If a supplier is using a blend target equal to the specified limit, there would be as many test results above the specified limit as below (50/50 chance), meaning that, for the supplier to be 95% confident that they do not exceed the limit, the supplier should blend to the limit minus 0.59R. These principles should suffice to ensure suppliers are careful not to blend too close to the sulphur limit, but in a competitive market place some may be tempted to blend to the actual limit rather than the limit minus 0.59R.

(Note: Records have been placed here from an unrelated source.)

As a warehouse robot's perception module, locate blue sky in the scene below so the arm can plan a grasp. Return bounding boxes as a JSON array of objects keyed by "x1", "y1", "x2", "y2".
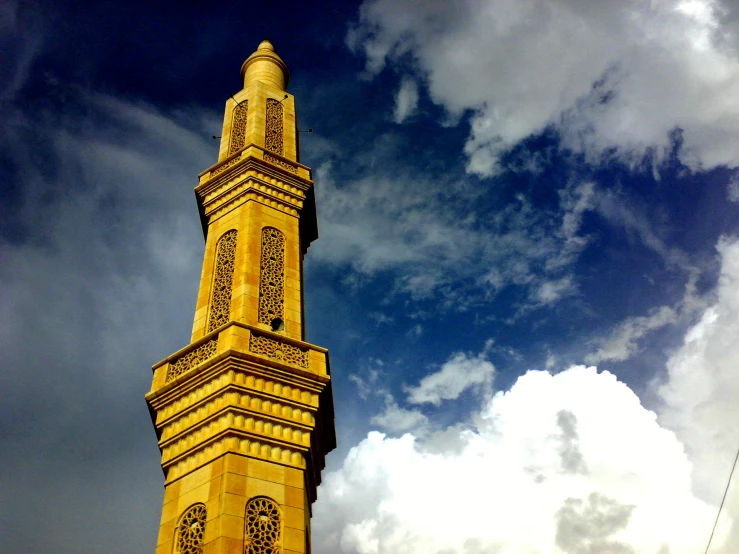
[{"x1": 0, "y1": 0, "x2": 739, "y2": 554}]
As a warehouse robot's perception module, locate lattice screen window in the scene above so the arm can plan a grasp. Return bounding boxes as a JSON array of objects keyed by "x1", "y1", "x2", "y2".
[
  {"x1": 244, "y1": 497, "x2": 282, "y2": 554},
  {"x1": 228, "y1": 100, "x2": 249, "y2": 156},
  {"x1": 264, "y1": 98, "x2": 284, "y2": 156},
  {"x1": 259, "y1": 227, "x2": 285, "y2": 331},
  {"x1": 175, "y1": 504, "x2": 206, "y2": 554},
  {"x1": 208, "y1": 229, "x2": 236, "y2": 332}
]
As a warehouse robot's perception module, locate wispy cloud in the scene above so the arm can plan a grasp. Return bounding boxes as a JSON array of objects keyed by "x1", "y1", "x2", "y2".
[{"x1": 347, "y1": 0, "x2": 739, "y2": 175}]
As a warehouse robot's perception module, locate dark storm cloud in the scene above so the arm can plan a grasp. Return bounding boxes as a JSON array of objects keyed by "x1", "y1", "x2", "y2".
[{"x1": 0, "y1": 77, "x2": 214, "y2": 554}]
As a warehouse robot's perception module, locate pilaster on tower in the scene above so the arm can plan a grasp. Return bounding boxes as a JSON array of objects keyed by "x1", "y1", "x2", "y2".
[{"x1": 146, "y1": 41, "x2": 336, "y2": 554}]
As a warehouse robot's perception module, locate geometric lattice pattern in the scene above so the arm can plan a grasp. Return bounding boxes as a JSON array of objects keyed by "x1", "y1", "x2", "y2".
[
  {"x1": 259, "y1": 227, "x2": 285, "y2": 325},
  {"x1": 244, "y1": 497, "x2": 280, "y2": 554},
  {"x1": 228, "y1": 100, "x2": 249, "y2": 155},
  {"x1": 263, "y1": 154, "x2": 298, "y2": 173},
  {"x1": 264, "y1": 98, "x2": 284, "y2": 156},
  {"x1": 249, "y1": 333, "x2": 308, "y2": 369},
  {"x1": 210, "y1": 156, "x2": 241, "y2": 177},
  {"x1": 167, "y1": 339, "x2": 218, "y2": 383},
  {"x1": 208, "y1": 229, "x2": 236, "y2": 333},
  {"x1": 175, "y1": 504, "x2": 205, "y2": 554}
]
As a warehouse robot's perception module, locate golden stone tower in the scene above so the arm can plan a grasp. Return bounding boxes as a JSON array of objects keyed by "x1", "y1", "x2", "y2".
[{"x1": 146, "y1": 40, "x2": 336, "y2": 554}]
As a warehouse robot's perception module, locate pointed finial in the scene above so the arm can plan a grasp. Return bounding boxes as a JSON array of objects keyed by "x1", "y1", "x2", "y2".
[
  {"x1": 257, "y1": 38, "x2": 275, "y2": 52},
  {"x1": 241, "y1": 39, "x2": 290, "y2": 90}
]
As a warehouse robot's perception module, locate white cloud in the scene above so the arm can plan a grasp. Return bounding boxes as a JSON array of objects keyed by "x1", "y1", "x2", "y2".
[
  {"x1": 585, "y1": 306, "x2": 678, "y2": 364},
  {"x1": 347, "y1": 0, "x2": 739, "y2": 175},
  {"x1": 370, "y1": 394, "x2": 428, "y2": 435},
  {"x1": 405, "y1": 341, "x2": 495, "y2": 406},
  {"x1": 655, "y1": 239, "x2": 739, "y2": 532},
  {"x1": 310, "y1": 163, "x2": 597, "y2": 310},
  {"x1": 314, "y1": 238, "x2": 739, "y2": 554},
  {"x1": 393, "y1": 77, "x2": 418, "y2": 123},
  {"x1": 313, "y1": 366, "x2": 724, "y2": 554}
]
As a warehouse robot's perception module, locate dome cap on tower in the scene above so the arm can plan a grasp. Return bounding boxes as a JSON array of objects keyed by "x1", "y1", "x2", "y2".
[{"x1": 241, "y1": 39, "x2": 290, "y2": 90}]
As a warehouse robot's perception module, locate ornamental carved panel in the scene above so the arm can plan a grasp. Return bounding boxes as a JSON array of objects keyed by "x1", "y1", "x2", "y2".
[
  {"x1": 249, "y1": 333, "x2": 308, "y2": 369},
  {"x1": 244, "y1": 497, "x2": 282, "y2": 554},
  {"x1": 228, "y1": 100, "x2": 249, "y2": 156},
  {"x1": 208, "y1": 229, "x2": 237, "y2": 333},
  {"x1": 259, "y1": 227, "x2": 285, "y2": 331},
  {"x1": 167, "y1": 339, "x2": 218, "y2": 383},
  {"x1": 175, "y1": 504, "x2": 206, "y2": 554},
  {"x1": 264, "y1": 98, "x2": 284, "y2": 156}
]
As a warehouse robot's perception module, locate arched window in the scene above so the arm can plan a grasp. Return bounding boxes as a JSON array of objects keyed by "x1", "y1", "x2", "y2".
[
  {"x1": 228, "y1": 100, "x2": 249, "y2": 156},
  {"x1": 244, "y1": 496, "x2": 282, "y2": 554},
  {"x1": 208, "y1": 229, "x2": 236, "y2": 333},
  {"x1": 259, "y1": 227, "x2": 285, "y2": 331},
  {"x1": 264, "y1": 98, "x2": 284, "y2": 156},
  {"x1": 175, "y1": 504, "x2": 205, "y2": 554}
]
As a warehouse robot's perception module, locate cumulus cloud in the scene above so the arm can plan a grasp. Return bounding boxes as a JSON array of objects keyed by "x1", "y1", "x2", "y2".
[
  {"x1": 655, "y1": 238, "x2": 739, "y2": 545},
  {"x1": 313, "y1": 366, "x2": 725, "y2": 554},
  {"x1": 405, "y1": 341, "x2": 495, "y2": 406},
  {"x1": 347, "y1": 0, "x2": 739, "y2": 175},
  {"x1": 314, "y1": 238, "x2": 739, "y2": 554}
]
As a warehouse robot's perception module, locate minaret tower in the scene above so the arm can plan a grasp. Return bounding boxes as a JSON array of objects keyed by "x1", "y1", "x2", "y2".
[{"x1": 146, "y1": 40, "x2": 336, "y2": 554}]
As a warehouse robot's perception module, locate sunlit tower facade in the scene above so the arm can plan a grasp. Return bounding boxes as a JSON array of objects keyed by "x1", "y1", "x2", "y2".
[{"x1": 146, "y1": 41, "x2": 336, "y2": 554}]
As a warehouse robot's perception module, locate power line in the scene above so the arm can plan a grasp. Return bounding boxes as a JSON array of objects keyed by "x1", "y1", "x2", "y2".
[{"x1": 704, "y1": 442, "x2": 739, "y2": 554}]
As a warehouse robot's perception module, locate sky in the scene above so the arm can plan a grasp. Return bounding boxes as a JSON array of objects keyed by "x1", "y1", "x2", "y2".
[{"x1": 0, "y1": 0, "x2": 739, "y2": 554}]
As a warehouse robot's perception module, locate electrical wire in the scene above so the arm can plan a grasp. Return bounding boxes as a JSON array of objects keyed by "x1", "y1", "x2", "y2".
[{"x1": 704, "y1": 444, "x2": 739, "y2": 554}]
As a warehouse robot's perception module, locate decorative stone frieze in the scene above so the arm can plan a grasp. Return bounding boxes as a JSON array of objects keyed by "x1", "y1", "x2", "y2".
[
  {"x1": 249, "y1": 333, "x2": 308, "y2": 369},
  {"x1": 167, "y1": 339, "x2": 218, "y2": 383}
]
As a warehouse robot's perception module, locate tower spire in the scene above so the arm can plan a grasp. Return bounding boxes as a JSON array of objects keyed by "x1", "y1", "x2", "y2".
[
  {"x1": 146, "y1": 40, "x2": 336, "y2": 554},
  {"x1": 241, "y1": 39, "x2": 290, "y2": 90}
]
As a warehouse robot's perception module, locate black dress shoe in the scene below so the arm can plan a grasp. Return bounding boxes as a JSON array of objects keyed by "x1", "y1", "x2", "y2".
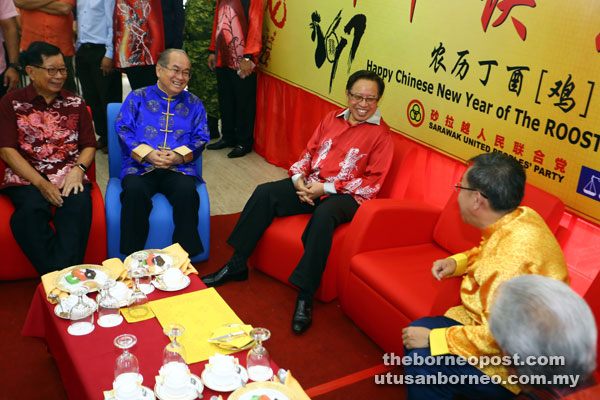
[
  {"x1": 206, "y1": 139, "x2": 233, "y2": 150},
  {"x1": 227, "y1": 145, "x2": 252, "y2": 158},
  {"x1": 201, "y1": 263, "x2": 248, "y2": 287},
  {"x1": 292, "y1": 299, "x2": 312, "y2": 334}
]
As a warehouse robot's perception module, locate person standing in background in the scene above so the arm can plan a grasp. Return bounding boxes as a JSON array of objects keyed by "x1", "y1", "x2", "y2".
[
  {"x1": 75, "y1": 0, "x2": 123, "y2": 153},
  {"x1": 207, "y1": 0, "x2": 263, "y2": 158},
  {"x1": 0, "y1": 1, "x2": 21, "y2": 97},
  {"x1": 113, "y1": 0, "x2": 165, "y2": 90},
  {"x1": 14, "y1": 0, "x2": 78, "y2": 94},
  {"x1": 183, "y1": 0, "x2": 220, "y2": 139},
  {"x1": 161, "y1": 0, "x2": 185, "y2": 49}
]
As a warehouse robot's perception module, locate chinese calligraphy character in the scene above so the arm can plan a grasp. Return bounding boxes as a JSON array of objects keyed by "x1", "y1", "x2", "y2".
[
  {"x1": 446, "y1": 115, "x2": 454, "y2": 129},
  {"x1": 429, "y1": 42, "x2": 446, "y2": 73},
  {"x1": 481, "y1": 0, "x2": 535, "y2": 40},
  {"x1": 479, "y1": 60, "x2": 498, "y2": 86},
  {"x1": 494, "y1": 135, "x2": 504, "y2": 149},
  {"x1": 513, "y1": 142, "x2": 525, "y2": 156},
  {"x1": 452, "y1": 50, "x2": 469, "y2": 81},
  {"x1": 506, "y1": 67, "x2": 529, "y2": 96},
  {"x1": 310, "y1": 10, "x2": 367, "y2": 92},
  {"x1": 477, "y1": 128, "x2": 485, "y2": 142},
  {"x1": 554, "y1": 158, "x2": 567, "y2": 174},
  {"x1": 460, "y1": 121, "x2": 471, "y2": 135},
  {"x1": 533, "y1": 150, "x2": 546, "y2": 165},
  {"x1": 548, "y1": 74, "x2": 575, "y2": 113}
]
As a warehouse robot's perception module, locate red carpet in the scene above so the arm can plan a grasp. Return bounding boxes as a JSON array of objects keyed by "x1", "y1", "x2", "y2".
[{"x1": 0, "y1": 214, "x2": 405, "y2": 400}]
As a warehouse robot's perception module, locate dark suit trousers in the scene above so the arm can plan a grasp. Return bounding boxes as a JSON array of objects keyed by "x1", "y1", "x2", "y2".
[
  {"x1": 217, "y1": 67, "x2": 256, "y2": 149},
  {"x1": 75, "y1": 43, "x2": 123, "y2": 145},
  {"x1": 2, "y1": 183, "x2": 92, "y2": 275},
  {"x1": 227, "y1": 178, "x2": 358, "y2": 294},
  {"x1": 121, "y1": 169, "x2": 204, "y2": 256}
]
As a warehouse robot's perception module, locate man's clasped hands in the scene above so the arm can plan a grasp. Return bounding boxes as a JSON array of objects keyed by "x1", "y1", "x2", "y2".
[{"x1": 144, "y1": 150, "x2": 183, "y2": 168}]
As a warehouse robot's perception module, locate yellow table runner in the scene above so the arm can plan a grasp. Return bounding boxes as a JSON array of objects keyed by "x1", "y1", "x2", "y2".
[{"x1": 150, "y1": 288, "x2": 243, "y2": 364}]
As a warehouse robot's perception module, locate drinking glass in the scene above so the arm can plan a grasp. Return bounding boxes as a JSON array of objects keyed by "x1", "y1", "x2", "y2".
[
  {"x1": 163, "y1": 324, "x2": 187, "y2": 365},
  {"x1": 67, "y1": 285, "x2": 95, "y2": 336},
  {"x1": 128, "y1": 267, "x2": 150, "y2": 318},
  {"x1": 113, "y1": 333, "x2": 140, "y2": 380},
  {"x1": 246, "y1": 328, "x2": 273, "y2": 382},
  {"x1": 98, "y1": 279, "x2": 123, "y2": 328}
]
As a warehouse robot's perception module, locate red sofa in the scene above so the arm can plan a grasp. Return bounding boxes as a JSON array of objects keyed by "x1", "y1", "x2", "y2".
[
  {"x1": 250, "y1": 135, "x2": 416, "y2": 302},
  {"x1": 338, "y1": 179, "x2": 564, "y2": 354},
  {"x1": 0, "y1": 161, "x2": 107, "y2": 281}
]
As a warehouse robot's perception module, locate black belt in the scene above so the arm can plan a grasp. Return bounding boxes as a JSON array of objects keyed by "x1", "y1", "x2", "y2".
[{"x1": 79, "y1": 43, "x2": 105, "y2": 49}]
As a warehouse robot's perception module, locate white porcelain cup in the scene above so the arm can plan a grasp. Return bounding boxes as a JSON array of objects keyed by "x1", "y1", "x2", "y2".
[
  {"x1": 109, "y1": 282, "x2": 129, "y2": 301},
  {"x1": 162, "y1": 268, "x2": 184, "y2": 287},
  {"x1": 159, "y1": 362, "x2": 191, "y2": 397},
  {"x1": 113, "y1": 372, "x2": 144, "y2": 400}
]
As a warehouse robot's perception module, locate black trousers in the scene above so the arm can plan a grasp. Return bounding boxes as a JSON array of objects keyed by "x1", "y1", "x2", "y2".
[
  {"x1": 2, "y1": 183, "x2": 92, "y2": 275},
  {"x1": 75, "y1": 43, "x2": 123, "y2": 145},
  {"x1": 123, "y1": 65, "x2": 158, "y2": 90},
  {"x1": 217, "y1": 67, "x2": 256, "y2": 149},
  {"x1": 227, "y1": 178, "x2": 359, "y2": 294},
  {"x1": 121, "y1": 169, "x2": 204, "y2": 256}
]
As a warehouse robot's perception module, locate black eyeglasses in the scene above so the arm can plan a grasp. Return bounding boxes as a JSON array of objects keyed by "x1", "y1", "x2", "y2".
[
  {"x1": 32, "y1": 65, "x2": 67, "y2": 76},
  {"x1": 348, "y1": 92, "x2": 379, "y2": 105},
  {"x1": 454, "y1": 182, "x2": 487, "y2": 199},
  {"x1": 161, "y1": 65, "x2": 192, "y2": 79}
]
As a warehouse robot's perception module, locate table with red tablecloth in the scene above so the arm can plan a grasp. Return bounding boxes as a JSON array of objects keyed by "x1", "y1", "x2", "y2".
[{"x1": 21, "y1": 275, "x2": 277, "y2": 399}]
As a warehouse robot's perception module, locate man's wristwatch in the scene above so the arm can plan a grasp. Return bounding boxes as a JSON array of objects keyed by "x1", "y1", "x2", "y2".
[
  {"x1": 8, "y1": 63, "x2": 23, "y2": 72},
  {"x1": 75, "y1": 164, "x2": 87, "y2": 174}
]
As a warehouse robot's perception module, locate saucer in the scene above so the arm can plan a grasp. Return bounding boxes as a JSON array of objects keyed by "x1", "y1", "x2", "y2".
[
  {"x1": 154, "y1": 374, "x2": 204, "y2": 400},
  {"x1": 152, "y1": 275, "x2": 192, "y2": 292},
  {"x1": 54, "y1": 296, "x2": 98, "y2": 319},
  {"x1": 202, "y1": 364, "x2": 248, "y2": 392},
  {"x1": 104, "y1": 386, "x2": 154, "y2": 400}
]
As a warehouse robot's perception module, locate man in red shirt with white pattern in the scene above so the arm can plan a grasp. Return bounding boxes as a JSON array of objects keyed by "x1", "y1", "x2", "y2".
[{"x1": 202, "y1": 70, "x2": 393, "y2": 333}]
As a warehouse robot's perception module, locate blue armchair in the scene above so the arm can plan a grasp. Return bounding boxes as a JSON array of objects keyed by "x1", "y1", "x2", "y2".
[{"x1": 104, "y1": 103, "x2": 210, "y2": 262}]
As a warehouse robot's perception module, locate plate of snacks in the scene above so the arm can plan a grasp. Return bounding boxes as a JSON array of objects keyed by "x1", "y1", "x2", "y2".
[
  {"x1": 124, "y1": 249, "x2": 178, "y2": 275},
  {"x1": 54, "y1": 264, "x2": 112, "y2": 293},
  {"x1": 229, "y1": 381, "x2": 296, "y2": 400}
]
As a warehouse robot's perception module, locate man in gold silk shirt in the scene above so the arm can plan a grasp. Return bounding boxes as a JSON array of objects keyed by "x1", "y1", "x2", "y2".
[{"x1": 402, "y1": 153, "x2": 569, "y2": 399}]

The question is: what harm would that do? As long as the sulphur test results fall within the 95% confidence limits, the regulation’s intended benefits of reducing harmful sulphur emissions are achieved. By and large, authorities in reality do not seek to crack down hard on marginal infractions, though practices with regards to penalising sulphur limit exceedances will vary between countries, as we have already seen in countries checking ships for ECA compliance.
IBIA efforts at IMO
With an eye on the potential explosion of sulphur disputes that may materialise in 2020, what should we do? If IBIA were to put in a new proposal for the IMO to adopt ISO 4259, there is a risk of scoring an own goal because many would simply dismiss it as a repeat of the attempt at MEPC 68 in 2015 which was not sufficiently supported.
So for now, IBIA is working on educating all parties to build a better understanding of these issues, playing the long game.
As part of this effort, on January 17 this year, IBIA put on a lunchtime presentation in the main hall at IMO’s London headquarters for delegations attending the fourth session of the Sub-Committee on Pollution Prevention and Response (PPR 4). IBIA took this opportunity raise awareness of the current differences between commercial and statutory approaches and the problems resulting from it. IBIA invited Tim Wilson, Principal Specialist on fuels at Lloyd’s Register, to do the presentation and worked closely with him on the content.
Among the key messages Wilson put across at PPR 4 was that sulphur inspection authorities need to be mindful of the current differences between commercial and statutory approaches, and to understand that all test methods use 4259 to define the confidence testing boundary.
He also suggested that NOPs should not include reports of ships’ single test results where the sulphur limit exceedance is within 95% confidence limits. This only causes anxiety for shipowners about potentially being non-compliant but gives them no commercial ‘off-spec’ case against the supplier. The key point to understand, Wilson said, is that inconsistency in testing procedures could result in wrong indictments of ships and/or suppliers. By raising awareness of how the discrepancies between the regulation and commercial practices are causing a lot of pain for no gain, IBIA hopes this will help member states understand the issues and take a common sense approach when it comes to enforcement of MARPOL sulphur limits.